Alma Filipina

Severino Reyes

Conocido con el pseudónimo Lola Basyang, Reyes fue un prolífico escrtitor en tagalo y español. Escribió la muy popular zarzuela Walang Sugat (1939) que fue presentado internacionalmente en los años 80, y fundó Liwayway, una revista "comics" en tagalo donde publicó los muy populares Cuentos de Lola Basyang (Mga Kwento ni Lola Basyang). Entre sus obras teatrales en español, se destaca Alma Filipina.Publicamos aquí unos fragmentos de esta obra. Un aspecto interesante de esta obra es el uso del chabacano por parte del criado, Momoy.


PERSONAJES: Nina y Belén, hijas en primeras nupcias de Don Rafael, padre de Eduardo, hijo de Carmen, esposa en segunda nupcias de Don Rafael; Sánchez, amigo de la familia; Momoy, criado

ACTO ÚNICO

Sala de una casa rica. A la izquierda del espectador, un sofá con dos sillas en cada lado. A la derecha, un velador con varias sillas alrededor, sobre la mesa dos álbums de postales. Al levantarse el telón, Don Rafael sentado en una de las sillas al lado del velador, leyendo un periódico. Nina y Belén, al momento aparecen por la derecha, segundo término.

ESCENA PRIMERA
Don Rafael, Nina y Belén

NINA
Papá, ¡no creíamos que te habías casado con Carmen, para que nos haga sus criadas!

BELÉN
Para que la sirvamos como a una gran señora!

D. RAFAEL
¿Por qué me decís esas cosas?
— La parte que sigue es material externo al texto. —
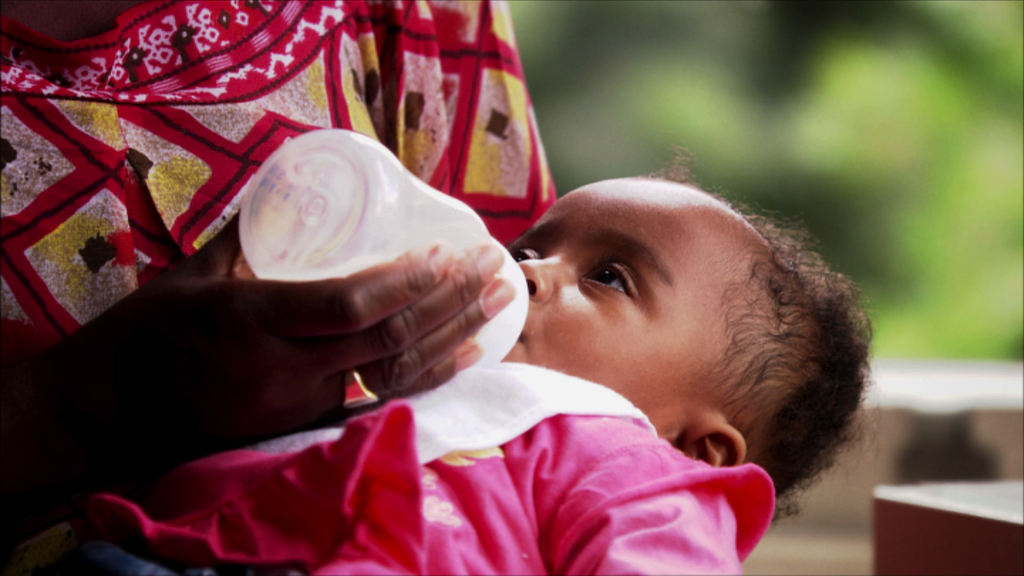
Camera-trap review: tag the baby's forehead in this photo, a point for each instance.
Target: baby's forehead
(640, 199)
(651, 192)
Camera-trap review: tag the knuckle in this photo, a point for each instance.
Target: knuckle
(402, 369)
(467, 285)
(348, 307)
(397, 331)
(417, 281)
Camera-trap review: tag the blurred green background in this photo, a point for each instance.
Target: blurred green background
(893, 130)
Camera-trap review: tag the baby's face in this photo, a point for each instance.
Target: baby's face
(628, 281)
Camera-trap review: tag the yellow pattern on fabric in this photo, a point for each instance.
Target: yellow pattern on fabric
(42, 551)
(353, 63)
(173, 183)
(59, 261)
(499, 163)
(219, 222)
(315, 86)
(99, 120)
(469, 457)
(175, 175)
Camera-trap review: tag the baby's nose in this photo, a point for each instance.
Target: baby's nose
(541, 277)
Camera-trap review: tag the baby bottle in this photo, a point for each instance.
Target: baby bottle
(329, 203)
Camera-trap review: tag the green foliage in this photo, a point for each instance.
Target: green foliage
(894, 130)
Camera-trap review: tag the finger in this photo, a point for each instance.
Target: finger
(461, 288)
(468, 354)
(423, 363)
(350, 303)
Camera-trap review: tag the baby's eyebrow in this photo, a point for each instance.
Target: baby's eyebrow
(621, 241)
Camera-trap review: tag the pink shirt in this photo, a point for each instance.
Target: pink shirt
(573, 494)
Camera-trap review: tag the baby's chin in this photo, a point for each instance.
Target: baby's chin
(517, 354)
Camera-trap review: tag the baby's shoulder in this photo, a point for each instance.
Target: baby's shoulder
(574, 445)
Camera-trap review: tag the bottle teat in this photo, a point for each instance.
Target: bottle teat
(330, 203)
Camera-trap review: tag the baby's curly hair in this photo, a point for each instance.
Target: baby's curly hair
(798, 357)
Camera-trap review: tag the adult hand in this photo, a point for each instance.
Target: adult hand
(206, 356)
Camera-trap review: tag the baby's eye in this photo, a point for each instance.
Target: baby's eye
(520, 254)
(610, 278)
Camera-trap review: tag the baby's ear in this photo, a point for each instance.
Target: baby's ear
(718, 448)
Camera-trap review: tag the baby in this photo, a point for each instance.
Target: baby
(678, 351)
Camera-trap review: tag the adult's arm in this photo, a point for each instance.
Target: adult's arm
(204, 358)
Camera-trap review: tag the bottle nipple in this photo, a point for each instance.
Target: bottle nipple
(330, 203)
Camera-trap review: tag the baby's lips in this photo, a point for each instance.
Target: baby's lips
(496, 296)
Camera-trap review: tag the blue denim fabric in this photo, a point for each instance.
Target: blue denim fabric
(104, 559)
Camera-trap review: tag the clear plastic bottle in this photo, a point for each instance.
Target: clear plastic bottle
(330, 203)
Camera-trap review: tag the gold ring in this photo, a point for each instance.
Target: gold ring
(356, 393)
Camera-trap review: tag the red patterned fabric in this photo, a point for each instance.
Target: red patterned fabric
(125, 152)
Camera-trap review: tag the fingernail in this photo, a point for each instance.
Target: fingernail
(468, 354)
(488, 261)
(439, 258)
(496, 296)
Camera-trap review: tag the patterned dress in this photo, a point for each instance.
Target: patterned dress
(124, 153)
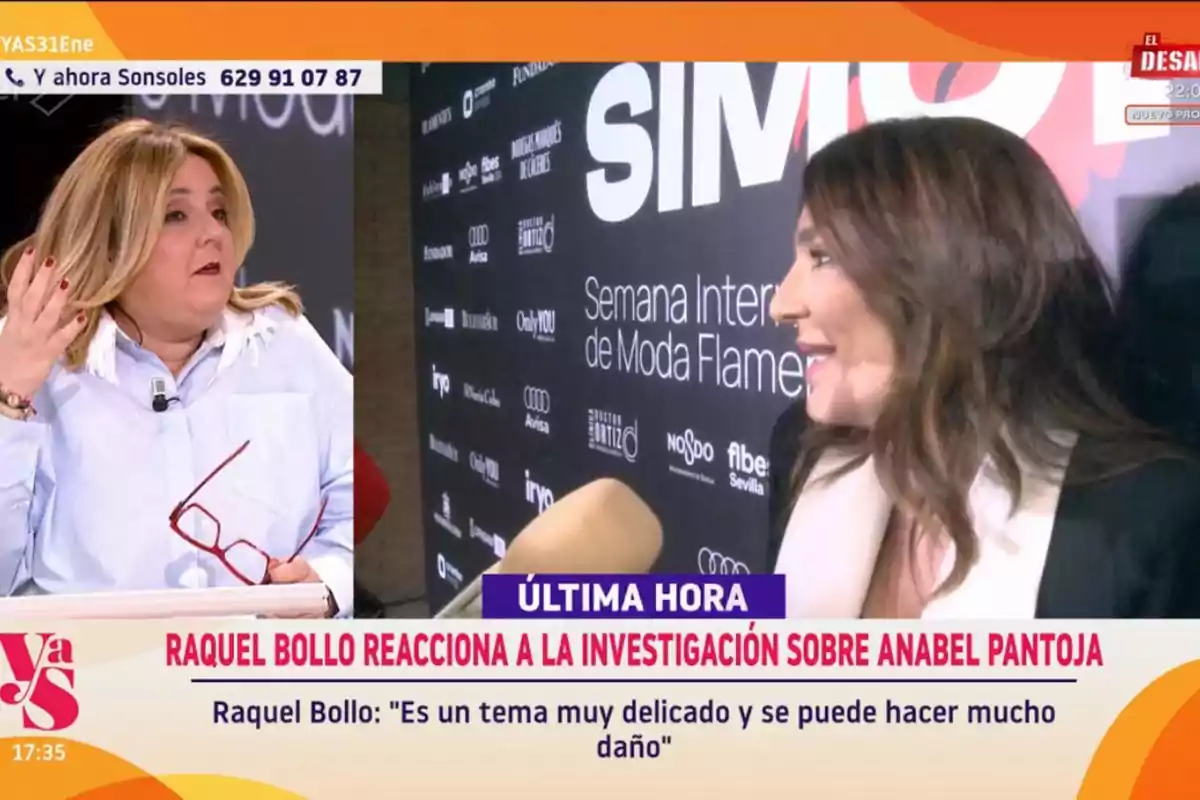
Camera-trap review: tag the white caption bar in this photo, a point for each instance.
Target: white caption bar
(192, 78)
(1174, 114)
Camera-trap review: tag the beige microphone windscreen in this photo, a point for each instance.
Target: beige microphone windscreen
(599, 528)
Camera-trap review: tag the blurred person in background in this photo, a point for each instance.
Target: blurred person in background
(163, 427)
(1159, 312)
(963, 452)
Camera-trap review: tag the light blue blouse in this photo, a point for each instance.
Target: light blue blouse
(88, 486)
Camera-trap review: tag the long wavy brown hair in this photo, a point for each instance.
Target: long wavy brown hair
(961, 240)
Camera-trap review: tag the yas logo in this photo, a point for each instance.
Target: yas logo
(41, 668)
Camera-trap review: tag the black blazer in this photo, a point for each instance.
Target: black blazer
(1120, 548)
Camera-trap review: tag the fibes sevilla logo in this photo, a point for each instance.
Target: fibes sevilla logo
(37, 677)
(1063, 136)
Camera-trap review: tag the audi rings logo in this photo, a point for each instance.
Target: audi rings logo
(713, 563)
(537, 400)
(479, 235)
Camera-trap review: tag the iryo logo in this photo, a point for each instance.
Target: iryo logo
(42, 680)
(538, 494)
(441, 382)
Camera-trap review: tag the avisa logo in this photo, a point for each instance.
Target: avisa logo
(713, 563)
(478, 239)
(691, 449)
(538, 323)
(537, 402)
(479, 235)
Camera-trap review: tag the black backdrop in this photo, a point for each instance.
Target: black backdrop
(532, 239)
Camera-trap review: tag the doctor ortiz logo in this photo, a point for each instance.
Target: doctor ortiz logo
(37, 677)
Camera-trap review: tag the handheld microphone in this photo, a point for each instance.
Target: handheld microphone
(601, 528)
(159, 401)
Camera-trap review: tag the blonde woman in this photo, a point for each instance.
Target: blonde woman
(162, 427)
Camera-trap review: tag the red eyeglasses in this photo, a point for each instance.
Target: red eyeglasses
(243, 558)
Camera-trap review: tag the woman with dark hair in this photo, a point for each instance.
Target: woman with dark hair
(964, 452)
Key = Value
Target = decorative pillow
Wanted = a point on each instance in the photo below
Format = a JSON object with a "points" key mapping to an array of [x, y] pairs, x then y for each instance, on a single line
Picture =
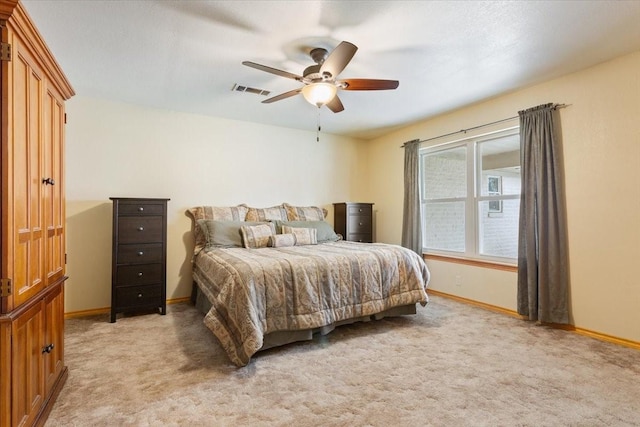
{"points": [[223, 234], [282, 240], [266, 214], [304, 213], [257, 236], [325, 232], [304, 236], [227, 213]]}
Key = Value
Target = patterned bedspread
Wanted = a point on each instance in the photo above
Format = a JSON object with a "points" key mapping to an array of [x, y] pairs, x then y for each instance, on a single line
{"points": [[257, 291]]}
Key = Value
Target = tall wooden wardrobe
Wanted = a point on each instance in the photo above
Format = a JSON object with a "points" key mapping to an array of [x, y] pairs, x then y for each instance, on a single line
{"points": [[32, 232]]}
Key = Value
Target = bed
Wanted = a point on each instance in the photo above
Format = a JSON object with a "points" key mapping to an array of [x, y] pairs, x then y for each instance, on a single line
{"points": [[271, 276]]}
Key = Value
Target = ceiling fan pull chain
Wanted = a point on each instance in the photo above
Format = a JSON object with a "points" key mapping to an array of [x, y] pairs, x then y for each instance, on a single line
{"points": [[318, 122]]}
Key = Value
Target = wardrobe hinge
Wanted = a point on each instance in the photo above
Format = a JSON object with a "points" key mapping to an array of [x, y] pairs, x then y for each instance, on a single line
{"points": [[5, 52], [5, 287]]}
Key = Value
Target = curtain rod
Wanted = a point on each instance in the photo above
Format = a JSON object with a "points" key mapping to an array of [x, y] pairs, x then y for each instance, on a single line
{"points": [[555, 107]]}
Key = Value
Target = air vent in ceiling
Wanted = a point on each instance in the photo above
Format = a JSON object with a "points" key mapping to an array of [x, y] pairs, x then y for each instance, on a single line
{"points": [[240, 88]]}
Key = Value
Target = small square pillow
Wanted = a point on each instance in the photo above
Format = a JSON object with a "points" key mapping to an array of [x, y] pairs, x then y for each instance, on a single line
{"points": [[222, 213], [266, 214], [282, 240], [304, 236], [223, 234], [304, 213], [325, 230], [257, 236]]}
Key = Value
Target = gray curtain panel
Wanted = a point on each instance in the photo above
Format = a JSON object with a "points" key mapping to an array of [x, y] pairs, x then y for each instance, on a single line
{"points": [[543, 269], [411, 221]]}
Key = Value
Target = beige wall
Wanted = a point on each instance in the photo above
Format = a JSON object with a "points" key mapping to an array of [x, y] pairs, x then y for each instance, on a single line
{"points": [[601, 137], [116, 149]]}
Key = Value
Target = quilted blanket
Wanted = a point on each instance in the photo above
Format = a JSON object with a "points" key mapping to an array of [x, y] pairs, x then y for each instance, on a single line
{"points": [[257, 291]]}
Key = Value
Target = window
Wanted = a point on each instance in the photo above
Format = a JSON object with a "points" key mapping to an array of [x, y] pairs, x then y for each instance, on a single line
{"points": [[471, 197]]}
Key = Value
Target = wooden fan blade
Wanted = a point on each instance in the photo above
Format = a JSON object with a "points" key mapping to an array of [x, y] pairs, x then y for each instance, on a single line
{"points": [[335, 105], [368, 84], [338, 59], [282, 96], [272, 70]]}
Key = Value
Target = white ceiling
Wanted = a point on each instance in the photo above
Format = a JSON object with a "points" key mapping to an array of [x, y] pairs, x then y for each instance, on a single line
{"points": [[187, 55]]}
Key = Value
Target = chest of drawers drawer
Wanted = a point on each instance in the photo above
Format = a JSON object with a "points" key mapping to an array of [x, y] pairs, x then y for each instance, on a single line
{"points": [[144, 274], [359, 224], [140, 229], [140, 253], [136, 297]]}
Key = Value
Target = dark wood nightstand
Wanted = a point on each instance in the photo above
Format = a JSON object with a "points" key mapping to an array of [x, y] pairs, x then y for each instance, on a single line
{"points": [[354, 221], [138, 271]]}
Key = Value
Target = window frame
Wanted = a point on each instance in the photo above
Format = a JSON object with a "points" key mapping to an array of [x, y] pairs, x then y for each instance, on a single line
{"points": [[472, 200]]}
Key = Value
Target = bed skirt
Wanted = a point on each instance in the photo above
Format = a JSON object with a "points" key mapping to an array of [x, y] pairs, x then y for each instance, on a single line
{"points": [[276, 339]]}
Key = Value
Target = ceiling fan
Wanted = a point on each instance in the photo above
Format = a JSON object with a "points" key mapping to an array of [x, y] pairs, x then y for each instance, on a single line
{"points": [[320, 80]]}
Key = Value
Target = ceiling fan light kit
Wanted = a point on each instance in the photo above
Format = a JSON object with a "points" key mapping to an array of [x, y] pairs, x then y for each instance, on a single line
{"points": [[319, 94], [320, 84]]}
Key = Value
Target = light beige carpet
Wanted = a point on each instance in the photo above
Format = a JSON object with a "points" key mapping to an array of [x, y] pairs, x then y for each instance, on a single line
{"points": [[449, 365]]}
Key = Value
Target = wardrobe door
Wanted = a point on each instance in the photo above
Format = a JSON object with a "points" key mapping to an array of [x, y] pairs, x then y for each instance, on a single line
{"points": [[27, 389], [53, 186], [28, 225]]}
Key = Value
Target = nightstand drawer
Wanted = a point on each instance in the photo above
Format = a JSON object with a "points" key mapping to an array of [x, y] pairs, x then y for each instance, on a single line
{"points": [[140, 253], [359, 209], [141, 209], [140, 229], [359, 237], [138, 296], [144, 274], [359, 224]]}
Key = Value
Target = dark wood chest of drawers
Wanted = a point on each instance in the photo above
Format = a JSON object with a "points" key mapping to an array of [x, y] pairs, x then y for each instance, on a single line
{"points": [[354, 221], [138, 271]]}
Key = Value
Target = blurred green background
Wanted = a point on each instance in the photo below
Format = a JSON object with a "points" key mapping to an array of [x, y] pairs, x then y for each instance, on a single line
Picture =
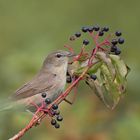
{"points": [[30, 29]]}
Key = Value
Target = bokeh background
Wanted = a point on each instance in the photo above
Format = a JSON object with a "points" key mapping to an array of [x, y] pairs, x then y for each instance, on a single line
{"points": [[30, 29]]}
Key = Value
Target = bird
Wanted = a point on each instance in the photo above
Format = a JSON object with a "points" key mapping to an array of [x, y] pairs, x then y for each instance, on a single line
{"points": [[49, 81]]}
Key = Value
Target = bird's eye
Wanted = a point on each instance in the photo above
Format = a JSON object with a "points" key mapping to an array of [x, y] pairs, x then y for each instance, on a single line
{"points": [[58, 55]]}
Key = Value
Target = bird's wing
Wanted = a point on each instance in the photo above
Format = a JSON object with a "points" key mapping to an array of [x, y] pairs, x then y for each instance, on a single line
{"points": [[39, 84]]}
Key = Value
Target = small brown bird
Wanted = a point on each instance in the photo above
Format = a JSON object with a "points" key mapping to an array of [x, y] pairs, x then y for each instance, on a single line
{"points": [[50, 82]]}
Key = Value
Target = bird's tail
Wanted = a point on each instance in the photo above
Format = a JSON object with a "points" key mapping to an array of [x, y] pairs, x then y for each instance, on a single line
{"points": [[6, 105]]}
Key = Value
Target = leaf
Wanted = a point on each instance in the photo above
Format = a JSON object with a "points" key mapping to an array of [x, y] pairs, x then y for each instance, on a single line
{"points": [[111, 82]]}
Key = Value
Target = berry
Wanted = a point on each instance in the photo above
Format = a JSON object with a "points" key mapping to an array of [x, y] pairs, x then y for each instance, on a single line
{"points": [[96, 28], [85, 42], [121, 40], [53, 122], [57, 125], [48, 101], [118, 33], [55, 106], [52, 112], [72, 38], [113, 48], [118, 51], [90, 29], [59, 118], [57, 112], [69, 79], [84, 29], [43, 95], [114, 41], [106, 29], [93, 76], [101, 33], [78, 34]]}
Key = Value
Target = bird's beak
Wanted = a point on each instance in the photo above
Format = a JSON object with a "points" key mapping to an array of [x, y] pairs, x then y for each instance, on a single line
{"points": [[71, 54]]}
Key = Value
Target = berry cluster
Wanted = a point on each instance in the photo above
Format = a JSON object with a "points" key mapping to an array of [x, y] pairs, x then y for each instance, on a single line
{"points": [[54, 112], [100, 31], [110, 43]]}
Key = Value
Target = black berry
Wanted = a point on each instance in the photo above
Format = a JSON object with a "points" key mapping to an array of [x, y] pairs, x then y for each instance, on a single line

Carmen es buena, Carmen es para vosotras una madre cariñosa...


ESCENA TERCERA
Momoy, Carmen, Nina, Belén

MOMOY
¿Cosa ñora de desprepará?

CARMEN.
Mi desayuno.

MOMOY
Nuay ñora, eh.

CARMEN
¿Cómo que no hay?

MOMOY
Ya cabá ya ñora; niña Belén ya mandá comí con nisós todo.

CARMEN
¿Pero no sabes que no me he desayunado todavía?

MOMOY
Sabe mismo ñora. Ya jablá pa yo con niña Belen que usté no pa ta desayuná eh, ya contestá conmigo: "deja bos con ella morí de jambre; camarón que ta dormí ta se llevá el corriente."

CARMEN
¡Me quieren matar de hambre! ¡Dios mío, qué malas son!
(Llora.)

MOMOY
(Compadecido) De si comprá yo con usté champurrado.

CARMEN
No, no me compres nada. (Momoy vase. Carmen continúa.) Tenían razón: debo morirme de hambre por tonta, porque tolero todo esto. (Llora) ¡María santísima: esto ya es much sufrir! ¡Eduardo: ven y sálvame de este martirio! Libra a tu pobre madre de las garras de estas arpías sin entrañas. (Llora. Momoy sale con un papelito doblado que entrega a Carmen.)

MOMOY
Ya traé ñora el escribiente del señorito.

CARMEN
¡Ah!, es de Rafael. (Lo abre y lee.)
Carmen: el buque ya está fondeado; viene Eduardo: allá voy a recibirle. Tu Rafael.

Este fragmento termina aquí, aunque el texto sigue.